Talk about rabbits and hare questions come up. In fact, so many hare questions have come my way lately that I went to Australia’s hare expert, Dr. Phillip Stott at the University of Adelaide to get some answers. He has kindly passed on the following in response to my inquiries.
Hares are currently regarded as a minor pest, but they do sometimes cause serious damage to LandCare tree plantings and also to new grapevines. However, there have been plagues of hares in Australia in years gone by, and because we don’t understand the ecology of hares very well, they can be regarded as a “sleeper” species – a widespread species that doesn’t currently cause much of a problem, but has a history of causing trouble in Australia and elsewhere.
A hare looks like a large long-legged rabbit, but they are quite different in many ways. Hares don’t burrow, whereas rabbits do. Hares are born above ground, fully-furred, and with their eyes open; whereas rabbits are born underground, naked, and with their eyes closed. Hares try to outrun their predators, whereas rabbits try to sprint to the nearest burrow.
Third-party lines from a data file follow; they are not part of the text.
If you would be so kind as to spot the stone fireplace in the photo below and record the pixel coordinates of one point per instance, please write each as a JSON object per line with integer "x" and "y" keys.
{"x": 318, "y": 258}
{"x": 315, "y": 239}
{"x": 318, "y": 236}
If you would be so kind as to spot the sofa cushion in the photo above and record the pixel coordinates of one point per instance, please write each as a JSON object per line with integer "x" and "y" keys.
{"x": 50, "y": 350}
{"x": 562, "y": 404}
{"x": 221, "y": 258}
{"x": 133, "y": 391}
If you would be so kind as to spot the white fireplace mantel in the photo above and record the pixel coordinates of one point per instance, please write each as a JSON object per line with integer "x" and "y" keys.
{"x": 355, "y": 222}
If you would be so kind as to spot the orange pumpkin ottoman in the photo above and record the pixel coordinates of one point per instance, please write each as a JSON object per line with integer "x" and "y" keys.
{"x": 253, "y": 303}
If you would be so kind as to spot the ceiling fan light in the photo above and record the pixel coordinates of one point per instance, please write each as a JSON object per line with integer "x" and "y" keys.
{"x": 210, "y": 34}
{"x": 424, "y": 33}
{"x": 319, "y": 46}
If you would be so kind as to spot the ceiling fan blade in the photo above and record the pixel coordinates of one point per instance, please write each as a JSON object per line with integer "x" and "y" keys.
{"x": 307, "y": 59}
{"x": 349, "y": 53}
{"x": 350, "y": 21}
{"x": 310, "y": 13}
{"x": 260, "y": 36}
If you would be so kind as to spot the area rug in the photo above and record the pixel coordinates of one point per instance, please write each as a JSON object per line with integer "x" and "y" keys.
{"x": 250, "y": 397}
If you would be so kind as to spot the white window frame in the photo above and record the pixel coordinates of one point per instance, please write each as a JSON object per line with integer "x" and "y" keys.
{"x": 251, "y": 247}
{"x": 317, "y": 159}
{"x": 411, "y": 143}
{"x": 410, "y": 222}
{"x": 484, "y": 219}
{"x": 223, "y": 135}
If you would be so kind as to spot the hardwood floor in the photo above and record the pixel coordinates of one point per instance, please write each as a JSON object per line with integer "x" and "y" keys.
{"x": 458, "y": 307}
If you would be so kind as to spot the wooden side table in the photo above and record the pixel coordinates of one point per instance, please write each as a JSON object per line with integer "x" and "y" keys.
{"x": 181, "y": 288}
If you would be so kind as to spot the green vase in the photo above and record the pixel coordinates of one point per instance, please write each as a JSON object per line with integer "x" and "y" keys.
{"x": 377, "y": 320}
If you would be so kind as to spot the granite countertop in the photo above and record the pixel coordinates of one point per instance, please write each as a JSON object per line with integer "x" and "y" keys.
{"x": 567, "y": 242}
The hare has a big heart – more than six times the size of a rabbit heart but the animal is only twice the body weight – as you’d expect of an extreme athlete.
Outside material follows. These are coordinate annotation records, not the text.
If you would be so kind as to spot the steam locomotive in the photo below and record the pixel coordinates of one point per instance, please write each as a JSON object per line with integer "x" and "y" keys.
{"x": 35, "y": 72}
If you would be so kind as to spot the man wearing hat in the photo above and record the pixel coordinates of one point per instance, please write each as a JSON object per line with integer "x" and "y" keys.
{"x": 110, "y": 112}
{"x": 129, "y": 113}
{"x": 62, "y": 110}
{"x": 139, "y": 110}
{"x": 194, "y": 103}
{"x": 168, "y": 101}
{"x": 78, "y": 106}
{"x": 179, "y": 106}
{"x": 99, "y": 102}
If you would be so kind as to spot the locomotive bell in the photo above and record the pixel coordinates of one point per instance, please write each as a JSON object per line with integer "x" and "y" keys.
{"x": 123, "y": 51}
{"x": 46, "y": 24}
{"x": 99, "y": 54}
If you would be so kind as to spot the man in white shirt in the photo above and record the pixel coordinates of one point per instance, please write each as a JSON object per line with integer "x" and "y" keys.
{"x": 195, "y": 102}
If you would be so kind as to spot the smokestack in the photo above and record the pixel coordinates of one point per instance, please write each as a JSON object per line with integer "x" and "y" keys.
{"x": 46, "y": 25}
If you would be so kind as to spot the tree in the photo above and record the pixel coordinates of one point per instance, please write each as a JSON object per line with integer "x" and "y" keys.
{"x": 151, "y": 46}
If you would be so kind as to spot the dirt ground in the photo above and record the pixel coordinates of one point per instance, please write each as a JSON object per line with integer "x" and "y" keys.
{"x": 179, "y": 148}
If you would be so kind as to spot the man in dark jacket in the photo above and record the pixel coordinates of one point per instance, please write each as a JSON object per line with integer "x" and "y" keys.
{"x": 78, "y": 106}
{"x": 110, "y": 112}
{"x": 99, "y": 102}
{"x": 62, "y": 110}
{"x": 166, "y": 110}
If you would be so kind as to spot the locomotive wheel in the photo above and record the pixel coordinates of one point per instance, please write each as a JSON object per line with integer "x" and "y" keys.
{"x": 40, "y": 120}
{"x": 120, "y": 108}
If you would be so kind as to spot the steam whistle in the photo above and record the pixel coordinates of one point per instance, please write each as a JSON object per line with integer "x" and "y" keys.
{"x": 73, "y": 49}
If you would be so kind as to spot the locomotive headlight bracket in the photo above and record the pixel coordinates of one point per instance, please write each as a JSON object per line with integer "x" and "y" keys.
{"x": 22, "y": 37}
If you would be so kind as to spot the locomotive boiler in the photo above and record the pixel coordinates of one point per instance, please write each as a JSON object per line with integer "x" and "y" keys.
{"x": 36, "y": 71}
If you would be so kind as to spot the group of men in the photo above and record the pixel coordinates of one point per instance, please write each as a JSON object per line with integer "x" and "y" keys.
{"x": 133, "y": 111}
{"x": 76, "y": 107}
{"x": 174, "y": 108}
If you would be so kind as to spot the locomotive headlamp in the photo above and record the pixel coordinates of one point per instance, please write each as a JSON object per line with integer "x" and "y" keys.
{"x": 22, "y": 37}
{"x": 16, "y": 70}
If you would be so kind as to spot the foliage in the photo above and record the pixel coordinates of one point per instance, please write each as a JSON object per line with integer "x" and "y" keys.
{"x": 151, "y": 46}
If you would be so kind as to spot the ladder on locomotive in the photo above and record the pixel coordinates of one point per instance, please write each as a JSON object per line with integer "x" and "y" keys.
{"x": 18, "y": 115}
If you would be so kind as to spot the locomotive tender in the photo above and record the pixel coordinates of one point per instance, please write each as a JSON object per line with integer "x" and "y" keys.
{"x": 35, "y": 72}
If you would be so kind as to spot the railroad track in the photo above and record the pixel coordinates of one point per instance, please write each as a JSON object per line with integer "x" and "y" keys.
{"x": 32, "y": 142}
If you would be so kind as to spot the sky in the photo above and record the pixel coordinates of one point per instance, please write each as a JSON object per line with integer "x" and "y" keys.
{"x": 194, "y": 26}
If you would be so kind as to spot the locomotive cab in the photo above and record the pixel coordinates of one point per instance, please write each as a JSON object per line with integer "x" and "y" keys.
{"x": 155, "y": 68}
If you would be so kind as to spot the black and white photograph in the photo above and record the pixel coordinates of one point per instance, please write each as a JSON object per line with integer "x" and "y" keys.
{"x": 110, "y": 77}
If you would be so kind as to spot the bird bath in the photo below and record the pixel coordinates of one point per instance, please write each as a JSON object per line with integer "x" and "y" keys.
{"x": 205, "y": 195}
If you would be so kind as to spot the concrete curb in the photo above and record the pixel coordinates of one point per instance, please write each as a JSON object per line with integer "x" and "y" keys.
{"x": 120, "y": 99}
Hares are not susceptible to myxomatosis and not susceptible to Rabbit Haemorrhagic Disease (RHD). However, hares have their own disease that is similar to RHD, called European Brown Hare Syndrome.
Hares were brought to Australia many times. Some were brought to Australia on the clipper ship “Lightning” on the same 1859 voyage that brought the rabbit plague to Australia. But the most important importations were brought in by the Acclimatisation Society of Victoria between 1860 and 1866, and it was these hares that spread widely through Australia.
They all came from England. The Acclimatisation Society’s hares were sent by the Zoological Society of London.
Hares are coprophagic. (I asked Dr. Stott specifically – he didn’t immediately volunteer this one).
I also remember talking to Phillip one time that his research facility for hares has to be round. They are so easily stressed and have so much power in their bodies that they’ll break their legs or necks in any cage corner. Hence, he removed the corners.